Munchausen syndrome—named for Baron von Munchausen, an 18th century German officer who was known for embellishing the stories of his life and experiences—is the most severe type of factitious disorder. Most symptoms in people with Munchausen syndrome are related to physical illness—symptoms such as chest pain, stomach problems, or fever—rather than those of a mental disorder.
Munchausen syndrome is a type of factitious disorder or psychiatric disorder, in which a person repeatedly acts as if he or she has a physical or mental disorder when, in truth, he or she has caused the symptoms by himself or herself. It is also known as hospital addiction syndrome or hospital hopper syndrome.
The patients often tend to get sympathy and special attention as given to people who are truly ill. They can injure themselves to cause signs like vomiting blood, blood in the urine or cyanosis of a limb. Munchausen syndrome is a mental illness associated with severe emotional difficulties.
What are the symptoms of Munchausen syndrome?
Warning signs of Munchausen syndrome include the following:
- Dramatic but inconsistent medical history
- Unclear symptoms that are not controllable and that become more severe or change once treatment has begun
- Predictable relapses following improvement in the condition
- Extensive knowledge of hospitals and/or medical terminology, as well as the textbook descriptions of illnesses
- Presence of multiple surgical scars
- Appearance of new or additional symptoms following negative test results
- Presence of symptoms only when the patient is alone or not being observed
- Willingness or eagerness to have medical tests, operations, or other procedures
- History of seeking treatment at numerous hospitals, clinics, and doctors’ offices, possibly even in different cities
- Reluctance by the patient to allow health care professionals to meet with or talk to family, friends, or prior health care providers
- Problems with identity and self-esteem
- More comfortable being in the hospital than you might think
- Medical knowledge may be quite extensive from many hospitalizations or prior work
What causes Munchausen syndrome?
The exact cause of Munchausen syndrome is not known, but researchers believe both biological and psychological factors play a role in the development of this syndrome. Some theories suggest that a history of abuse or neglect as a child, or a history of frequent illnesses requiring hospitalization, might be factors associated with the development of this syndrome.
How is Munchausen syndrome diagnosed?
Diagnosing Munchausen syndrome is very difficult because of the dishonesty that is involved.
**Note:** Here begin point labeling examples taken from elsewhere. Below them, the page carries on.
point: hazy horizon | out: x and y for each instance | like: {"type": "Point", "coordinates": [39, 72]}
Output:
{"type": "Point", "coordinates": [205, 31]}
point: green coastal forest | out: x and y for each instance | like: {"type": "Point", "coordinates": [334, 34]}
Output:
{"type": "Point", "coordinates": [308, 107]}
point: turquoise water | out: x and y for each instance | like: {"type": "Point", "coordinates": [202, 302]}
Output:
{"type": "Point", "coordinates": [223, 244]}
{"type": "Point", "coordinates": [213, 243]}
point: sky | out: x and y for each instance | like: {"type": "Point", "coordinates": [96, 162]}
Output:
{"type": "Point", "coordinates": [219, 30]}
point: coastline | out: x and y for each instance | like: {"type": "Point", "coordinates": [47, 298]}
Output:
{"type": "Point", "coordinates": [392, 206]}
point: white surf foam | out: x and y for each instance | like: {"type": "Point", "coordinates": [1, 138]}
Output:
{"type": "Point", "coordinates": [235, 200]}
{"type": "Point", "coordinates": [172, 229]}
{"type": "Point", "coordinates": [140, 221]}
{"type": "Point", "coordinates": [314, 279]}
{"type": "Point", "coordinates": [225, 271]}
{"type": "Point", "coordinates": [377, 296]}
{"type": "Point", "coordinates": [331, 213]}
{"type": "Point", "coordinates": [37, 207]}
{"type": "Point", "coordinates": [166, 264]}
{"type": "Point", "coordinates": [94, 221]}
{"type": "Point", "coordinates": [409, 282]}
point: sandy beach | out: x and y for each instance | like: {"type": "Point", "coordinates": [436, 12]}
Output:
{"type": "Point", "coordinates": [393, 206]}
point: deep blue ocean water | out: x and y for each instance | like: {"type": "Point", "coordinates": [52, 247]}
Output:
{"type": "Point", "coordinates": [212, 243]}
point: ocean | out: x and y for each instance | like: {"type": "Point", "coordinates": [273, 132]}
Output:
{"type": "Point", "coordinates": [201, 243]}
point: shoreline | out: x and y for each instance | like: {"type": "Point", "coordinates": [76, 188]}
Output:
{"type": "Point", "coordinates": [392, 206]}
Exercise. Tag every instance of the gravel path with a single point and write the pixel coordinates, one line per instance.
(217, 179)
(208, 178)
Doctors must rule out any possible physical and mental illnesses, and often use a variety of diagnostic tests and procedures before considering a diagnosis of Munchausen syndrome.
If the doctor finds no physical reason for the symptoms, he or she might refer the person to a psychiatrist or psychologist — mental health professionals who are specially trained to diagnose and treat mental illnesses. Psychiatrists and psychologists use a thorough medical history and physical, laboratory imagery, and psychological assessment tools to evaluate a person for Munchausen syndrome. The doctor bases his or her diagnosis on the exclusion of actual physical or other psychiatric disorders, and his or her observation of the patient’s attitude and behavior.
How is Munchausen syndrome treated?
Although a person with Munchausen syndrome actively seeks treatment for the various disorders he or she invents, the person often is unwilling to admit to and seek treatment for the syndrome itself. This makes treating people with Munchausen syndrome very challenging, and the outlook for recovery poor. If caretakers can protect the patient from self-harm and educate him or her about consequences that can occur, it may be helpful. Trying to reduce his or her care through only one physician, or two working closely together (psychiatrist and internist), is also suggested.
When treatment is sought, the first goal is to modify the person’s behavior and reduce his or her misuse or overuse of medical resources. Once this goal is met, treatment aims to work out any underlying psychological issues that might be causing the person’s behavior or help him or her find solutions to housing or other social needs.
As with other factitious disorders, the primary treatment for Munchausen syndrome is psychotherapy. Treatment likely will focus on changing the thinking and behavior of the individual (cognitive-behavioral therapy). Family therapy also might be helpful.
There are no medicines to treat factitious disorders themselves. Medicine might be used, however, to treat any related disorder—such as depression, anxiety, or a personality disorder. The use of medicines must be carefully monitored in people with factitious disorders due to the risk that the drugs might never be taken up from the pharmacy or might be used in a harmful way.